Smart Remarks:
After seeing it referenced on some blog somewhere, I recently picked up and am about halfway through
“Voices of Protest: Huey Long, Father Coughlin, & the Great Depression,” and let me tell you, Huey Long is just an amazing character. An insistent proponent of wealth “redistribution,” he could have gone toe-to-toe with Glenn Beck and shouted him down.
Long, of course, is remembered now for his near-dictatorial control over Louisiana in the 1920s and early 1930s, prior to his assassination in 1935. And some of his methods, shall we say, make the machine politics in places like Chicago seem demure by comparison. But he was pure, unapologetic progressivism; he founded the “Share Our Wealth” societies, advocated a hard cap on individual fortunes and a guaranteed annual family income.
And people loved it; FDR, who was nowhere near as radical, considered him a threat. As he was.
The character of populism changed in the mid 20th century with the Joseph McCarthy era; populism became, and has remained, more right-wing in nature. But I reference Long in particular because I really, really think your modern-day Democratic Party could learn a lot from him - not in the way he used and abused power, but in his unapologetic advocacy of what he believed, his willingness to fight viciously for it, and in his insistence that his principles represented a better deal for the common man. ...

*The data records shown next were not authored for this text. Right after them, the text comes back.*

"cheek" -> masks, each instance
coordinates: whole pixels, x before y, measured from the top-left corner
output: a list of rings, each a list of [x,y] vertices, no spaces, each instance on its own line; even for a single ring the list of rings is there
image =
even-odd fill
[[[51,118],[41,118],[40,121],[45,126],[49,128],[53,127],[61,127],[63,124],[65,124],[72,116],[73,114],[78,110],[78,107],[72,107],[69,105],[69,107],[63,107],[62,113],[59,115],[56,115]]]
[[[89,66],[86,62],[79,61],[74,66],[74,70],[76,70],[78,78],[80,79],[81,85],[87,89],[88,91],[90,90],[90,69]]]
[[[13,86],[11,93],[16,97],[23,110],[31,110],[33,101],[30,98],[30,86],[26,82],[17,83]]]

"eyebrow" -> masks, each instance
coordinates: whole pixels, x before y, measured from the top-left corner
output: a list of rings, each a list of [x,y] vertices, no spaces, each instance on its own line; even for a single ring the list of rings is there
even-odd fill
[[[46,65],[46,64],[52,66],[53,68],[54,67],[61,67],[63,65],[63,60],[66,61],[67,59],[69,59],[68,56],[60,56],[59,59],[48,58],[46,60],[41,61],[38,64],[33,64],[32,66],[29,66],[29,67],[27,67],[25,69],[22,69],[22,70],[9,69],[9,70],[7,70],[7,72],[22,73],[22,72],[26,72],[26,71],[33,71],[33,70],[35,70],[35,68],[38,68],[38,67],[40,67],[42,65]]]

<snip>Good God, the likes of Long would have made mincemeat of the Republican effort to extend tax cuts for the wealthy at a time of economic crisis. He would have leapt into the fray practically frothing at the mouth, eager to destroy the Republicans on the issue, as they
can be destroyed on this issue.
Why is it the Republican Party seeks to pour even more money into the coffers of the nation’s rich at a time when the middle class and poor are suffering so? There is enough wealth in this great land to sustain all American families, but some families and the politicians who serve them insist it is in your best interests to allow great wealth to accumulate in the hands of the few! Give them millions more, for they don’t have enough; they shall never have enough, while the rest of the nation gets down upon its collective knees and begs for alms, for jobs, pleads with the plutocrats for sustenance, shedding its dignity in the process.I mean, the arguments are simple - and, I’m convinced, would be every bit as effective today as they were then.